A selection of isiZulu concords (source: [5])

What does this mean for the verbalization? In English, we use ‘Each…’ or ‘For all…’ for the universal quantifier and it doesn’t matter over which noun it is quantified. In isiZulu, it does. Each noun class has its own ‘each’ and ‘for all’, and it is not acceptable (understandable) to use one for the wrong noun class. For disjointness, like “Cup is not a Glass” (${\sf Cup \sqsubseteq \neg Glass}$ in DL), in English we have the ‘is not a’ regardless what comes before or after the subsumption+negation, but in isiZulu, the copulative is omitted, the first noun (OWL class, if you will) brings in a so-called negative subject concord, the second noun brings in a pronominal, and they are glued together (e.g., Indebe akuyona Ingilazi, where the second word is composed of aku + yona), and to top it off, each noun class has its own concord and pronomial. A seemingly simple conjunction—just an ‘and’ in English—has to be divided into an and-when-it-is-used-in-an-enumeration and an and-when-it-is-a-connective, and when it is used in an enumeration, it depends on the first letter of the noun that comes after the ‘and’. Existential quantification is even more of a hassle. The table below shows a very brief summary comparing typical patterns in English with those for isiZulu.

A few DL symbols, their typical verbalization options in English, and an indication of possible patterns (source: [4])

We did ask isiZulu speakers which of the possible options they preferred (in a survey, with Limesurvey localized to isiZulu), but there wasn’t an overwhelming consistent agreement among them except for one of the options for existential quantification (the –dwa option), although there was more agreement among the linguists than among the non-linguists, possibly due to dialect influences (results can be found in [4]).

If you don’t feel like reading the two papers, but still would like to have some general overview and examples, you also can check out the slides of the CS colloquium I gave last week. I managed to ‘lure in’ also ICT4D people—and then smack them with a bit of logic and algorithms—but the other option, being talking about the other paper accepted at RuleML, probably would have had to be a ‘cookie colloquium’ to get anyone to attend (more about that paper in another post—it is fascinating, but possibly of less interest to a broader audience). If you want to skip the tedious bits and just get a feel of how one of the algorithms works out: check out the example starting on slide 63, which shows the steps to go from ${\sf \forall x (uSolwazi(x) \rightarrow \exists y (ufundisa(x, y) \land Isifundo(y)))}$ in FOL, or ${\sf uSolwazi \sqsubseteq \exists ufundisa.Isifundo}$ in DL (“Each professor teaches at least one course”, if the vocabulary were in English), to “Bonke oSolwazi bafundisa isifundo esisodwa”.

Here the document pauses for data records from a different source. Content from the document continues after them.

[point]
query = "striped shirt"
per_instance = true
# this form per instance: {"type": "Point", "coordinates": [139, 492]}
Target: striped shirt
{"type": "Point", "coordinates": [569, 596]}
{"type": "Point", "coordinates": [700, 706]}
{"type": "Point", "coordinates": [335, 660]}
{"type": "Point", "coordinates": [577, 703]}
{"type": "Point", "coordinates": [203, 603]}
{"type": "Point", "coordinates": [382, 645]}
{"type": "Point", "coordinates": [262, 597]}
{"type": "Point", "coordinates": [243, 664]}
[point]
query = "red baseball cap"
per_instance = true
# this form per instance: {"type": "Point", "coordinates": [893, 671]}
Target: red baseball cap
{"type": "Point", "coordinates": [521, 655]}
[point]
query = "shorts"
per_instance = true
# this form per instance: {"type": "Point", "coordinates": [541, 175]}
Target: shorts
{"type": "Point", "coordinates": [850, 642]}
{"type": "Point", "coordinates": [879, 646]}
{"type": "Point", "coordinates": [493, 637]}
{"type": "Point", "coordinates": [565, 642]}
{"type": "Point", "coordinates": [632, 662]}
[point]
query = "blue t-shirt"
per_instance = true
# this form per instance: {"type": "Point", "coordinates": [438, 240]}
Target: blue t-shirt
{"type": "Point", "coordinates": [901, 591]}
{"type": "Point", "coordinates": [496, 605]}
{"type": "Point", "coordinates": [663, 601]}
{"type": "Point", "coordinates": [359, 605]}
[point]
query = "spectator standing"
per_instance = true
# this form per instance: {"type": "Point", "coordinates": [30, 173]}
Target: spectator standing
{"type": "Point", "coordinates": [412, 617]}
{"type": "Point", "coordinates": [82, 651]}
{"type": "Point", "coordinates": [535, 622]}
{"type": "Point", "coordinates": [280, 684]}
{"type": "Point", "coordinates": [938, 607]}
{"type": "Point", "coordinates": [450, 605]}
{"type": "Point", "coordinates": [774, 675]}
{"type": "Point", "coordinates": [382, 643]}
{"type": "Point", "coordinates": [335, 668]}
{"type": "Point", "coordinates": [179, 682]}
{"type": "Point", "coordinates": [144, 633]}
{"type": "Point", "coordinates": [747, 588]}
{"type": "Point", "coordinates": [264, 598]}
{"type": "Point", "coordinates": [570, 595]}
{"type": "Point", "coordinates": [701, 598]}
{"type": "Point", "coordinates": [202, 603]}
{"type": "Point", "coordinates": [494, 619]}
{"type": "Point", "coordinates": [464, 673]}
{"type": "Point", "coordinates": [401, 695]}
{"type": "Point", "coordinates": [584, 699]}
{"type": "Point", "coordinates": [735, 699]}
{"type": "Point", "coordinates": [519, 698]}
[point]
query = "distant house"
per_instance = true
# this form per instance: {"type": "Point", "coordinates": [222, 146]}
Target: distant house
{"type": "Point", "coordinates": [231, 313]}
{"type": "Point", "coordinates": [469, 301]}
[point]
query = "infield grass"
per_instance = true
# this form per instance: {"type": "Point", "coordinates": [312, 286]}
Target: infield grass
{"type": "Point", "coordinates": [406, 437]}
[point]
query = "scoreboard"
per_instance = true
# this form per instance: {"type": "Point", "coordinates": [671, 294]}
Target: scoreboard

Clearly, a lot remains to be done.

References

[1] Alberts, R., Fogwill, T., Keet, C.M. Several Required OWL Features for Indigenous Knowledge Management Systems. 7th Workshop on OWL: Experiences and Directions (OWLED’12). 27-28 May, Heraklion, Crete, Greece. CEUR-WS Vol-849. 12p

[2] Muendane, N.M. I am an African. 2006, Soultalk CC.

[3] Jarrar, M., Keet, C.M., Dongilli, P. Multilingual verbalization of ORM conceptual models and axiomatized ontologies. STARLab Technical Report, Vrije Universiteit Brussels, Belgium. February 2006.

[4] Keet, C.M., Khumalo, L. Toward verbalizing logical theories in isiZulu. 4th Workshop on Controlled Natural Language (CNL’14), 20-22 August 2014, Galway, Ireland. Springer LNAI. (in press)

[5] Keet, C.M., Khumalo, L. Basics for a grammar engine to verbalize logical theories in isiZulu. 8th International Web Rule Symposium (RuleML’14), August 18-20, 2014, Prague, Czech Republic. Springer LNCS (in press).